Why are some people more racist than others? Amazingly it turns out that it may be a side effect of open-mindedness.
People are to a large extent born with different psychological personality traits or develop them at a very early age. Psychologists have identified five major traits, one of which is open-mindedness. It is normally associated with many positive qualities such as creativity and adaptability, but also some negative such as a risk of mental instability and psychosis.
Borders and Individuality
But what is it? It is useful to think of a mind as having borders and walls. We use those boundaries to distinguish one thing from another. This thing over here is a dog and that thing over there is a cat. Borders.
We can place humans on a spectrum of the degree of borders in the mind. Close-minded people have thicker and more impenetrable borders in their mind, whereas the open-minded tend to be thin-walled.

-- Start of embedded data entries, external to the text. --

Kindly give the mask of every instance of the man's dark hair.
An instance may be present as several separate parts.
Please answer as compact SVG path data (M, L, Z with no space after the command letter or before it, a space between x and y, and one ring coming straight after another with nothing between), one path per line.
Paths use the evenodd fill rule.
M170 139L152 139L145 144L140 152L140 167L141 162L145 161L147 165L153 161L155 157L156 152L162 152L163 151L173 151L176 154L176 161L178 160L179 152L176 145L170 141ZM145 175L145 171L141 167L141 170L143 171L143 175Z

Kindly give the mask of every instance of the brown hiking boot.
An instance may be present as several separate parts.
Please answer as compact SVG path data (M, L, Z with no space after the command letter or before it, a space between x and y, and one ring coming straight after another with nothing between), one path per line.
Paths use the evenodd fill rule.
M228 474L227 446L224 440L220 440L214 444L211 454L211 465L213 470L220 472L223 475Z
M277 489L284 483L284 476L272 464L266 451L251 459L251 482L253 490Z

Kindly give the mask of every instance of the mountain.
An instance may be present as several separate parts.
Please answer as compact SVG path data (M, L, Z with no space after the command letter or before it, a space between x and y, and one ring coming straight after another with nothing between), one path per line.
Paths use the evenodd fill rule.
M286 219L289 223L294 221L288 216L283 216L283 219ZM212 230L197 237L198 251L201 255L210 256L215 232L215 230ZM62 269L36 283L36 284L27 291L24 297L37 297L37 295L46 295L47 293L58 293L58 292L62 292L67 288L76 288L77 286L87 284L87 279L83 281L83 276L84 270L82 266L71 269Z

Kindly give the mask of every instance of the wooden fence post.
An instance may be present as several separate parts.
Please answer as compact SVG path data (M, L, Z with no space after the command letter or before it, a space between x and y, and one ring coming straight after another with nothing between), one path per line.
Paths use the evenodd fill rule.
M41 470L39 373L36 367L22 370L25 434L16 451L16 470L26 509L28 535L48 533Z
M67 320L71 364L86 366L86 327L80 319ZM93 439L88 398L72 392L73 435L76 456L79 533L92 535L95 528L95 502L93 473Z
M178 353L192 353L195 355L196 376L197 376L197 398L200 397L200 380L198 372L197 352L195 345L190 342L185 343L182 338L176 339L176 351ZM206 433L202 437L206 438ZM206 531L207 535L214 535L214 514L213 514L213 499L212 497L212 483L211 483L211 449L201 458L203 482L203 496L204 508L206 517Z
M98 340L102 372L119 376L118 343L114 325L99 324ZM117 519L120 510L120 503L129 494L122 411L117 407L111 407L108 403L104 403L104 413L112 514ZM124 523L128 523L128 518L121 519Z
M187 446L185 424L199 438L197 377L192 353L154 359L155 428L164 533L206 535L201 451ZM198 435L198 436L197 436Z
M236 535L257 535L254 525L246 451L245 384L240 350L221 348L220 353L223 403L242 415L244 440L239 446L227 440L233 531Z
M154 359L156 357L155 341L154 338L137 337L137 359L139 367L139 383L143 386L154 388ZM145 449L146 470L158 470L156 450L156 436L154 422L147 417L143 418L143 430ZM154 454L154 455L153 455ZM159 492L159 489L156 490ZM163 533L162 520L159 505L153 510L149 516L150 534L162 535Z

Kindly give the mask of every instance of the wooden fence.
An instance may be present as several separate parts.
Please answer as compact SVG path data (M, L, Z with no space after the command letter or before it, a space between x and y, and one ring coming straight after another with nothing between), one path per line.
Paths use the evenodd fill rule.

Information flows more freely in their minds.
As you may have guessed, conservatives tend to be on the close-minded side of the spectrum. They like walls. Liberals are on the opposite end. At the extreme close-minded end of the spectrum, one can find some forms of autism. Similarly, at the opposite extreme, we find the psychotic – people whose borders are so frail that they cannot distinguish between reality and fantasy.
Highly thick-bordered minds tend not to have a flood of associations. It makes their minds very precise, almost like a computer, but also less capable of making abstractions. If they see a black person who robs a store, and then later see another black person, they are less likely to associate the two.
Borders in the mind make them see people more as separate individuals than as members of a group.
Group Think
Open-minded people do the opposite. Associations spread like a tsunami through their minds. One thing more easily reminds them of another. Therefore, when they see a black man robbing a store they will be more likely to associate the next black man they see with crime than the close-minded.
The open-minded will, therefore, tend to see people more as members of a group than as individuals. Consider the example of music. Many pop songs are made based on the same chord progressions, and the open-minded therefore often quickly grow bored with this genre because they fail to hear them as individual songs with unique characteristics. Let’s call them song racists, if you like.
This also explains why open-minded people tend towards collectivism. Racism is to a large extent a phenomenon of the left because liberals tend to be more open-minded.
Mexican Rapists
This may strike you as odd and the opposite of what you have been taught. Aren’t the conservatives the racists? Don’t they want to build that wall and keep those Mexicans out? If you listen carefully to President Donald Trump’s infamous Mexican rapist speech, he listed what kind of Mexicans he wants to keep out. He started by saying “When Mexico sends its people, they’re not sending their best.” He then pointed to specific Hispanic individuals in the audience and said: “They’re not sending you.”
However, since leftists tend to think in terms of groups, all they could hear him say was that all Mexicans are rapists – every single one of them. Because to them, all Mexicans are the same. There are no Mexican individuals, only their ethnicity.
Conservatives, who have lots of borders in their minds, didn’t hear that. They were able to distinguish between good and bad Mexicans, and far more rotten apples cross the borders illegally than through legal immigration, so they want to build a wall.
Like a Dog
Consider a more recent example. When Trump called Omarosa Manigault a dog, the entire left-wing media immediately thought that he was being racist. Why? To the left, Omarosa is not an individual with unique characteristics, but merely a member of her racial group. Associations spread like wildfire in their open minds, which led them to the conclusion that Trump must have been mean to her because she was black. Fortunately, we have people like Ben Shapiro to clear up the confusion.
An open mind is great, but it comes at a price. Those who are on the left should learn to know the dangers that their personality poses. They are quick to reduce individuals to their groups, and they falsely project their proclivity onto the right.